During a group therapy session I felt really conflicted for the first time about all of this. As I retold the events, people seemed to say "you're wife did a fucked up thing". I ended up in this weird position where I tried to defend her and say she felt confused about things, was always a good person, I would gladly take her back if she asked. Then someone made the point that she was feeling confused because she was in two relationships at the same time. That was the first time I realized that this was weeks in the making at least. Since then I have bounced between despair and anger about our relationship. I feel like she might just tell me that she doesn't want me anymore and I've failed as her husband. At the same time I feel like I deserve an apology from her about things too, but I think that'll just drive her away more.
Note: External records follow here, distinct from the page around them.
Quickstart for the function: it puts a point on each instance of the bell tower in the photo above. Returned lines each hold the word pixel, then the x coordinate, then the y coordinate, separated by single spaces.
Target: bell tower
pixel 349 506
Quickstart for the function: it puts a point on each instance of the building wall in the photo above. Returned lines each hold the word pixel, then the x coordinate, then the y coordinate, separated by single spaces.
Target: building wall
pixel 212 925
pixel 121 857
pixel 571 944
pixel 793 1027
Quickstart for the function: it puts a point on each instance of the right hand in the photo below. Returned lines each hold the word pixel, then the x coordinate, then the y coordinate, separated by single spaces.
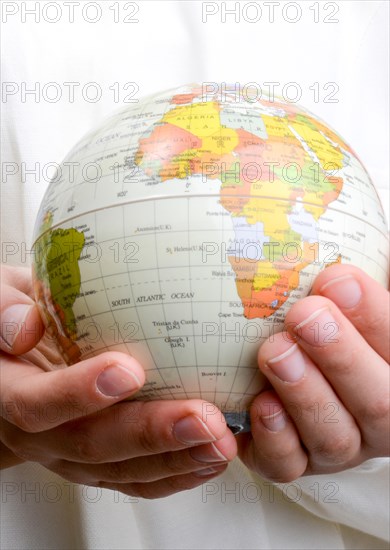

The thing is though I still just want a chance to try and fix things. I feel like therapy is starting to help me process and hopefully help me change. I've been reading relationship and self-help books and listening to podcasts to understand how things got to where they were. I'm trying so hard still to prepare to fix something, but I don't even know if I'll get that chance.
I have been trying to take care of myself (no crazy rash thoughts here). I'm going to individual and group therapy regularly. I started going on walks and exercising to help pass the time and clear my head. I guess another good thing to come out of this is that it has forced me to talk to people I work with and my family (rarely spoke in the past). I've realized that so many people care about you. So many people have offered just to listen or take me to dinner or deal with my messy emotions. In a strange way, this has altered this perception I had that no one really wants to deal with you because they have their own stuff to worry about that. But this is still been a very difficult few days and I have no idea what I can do or what to expect.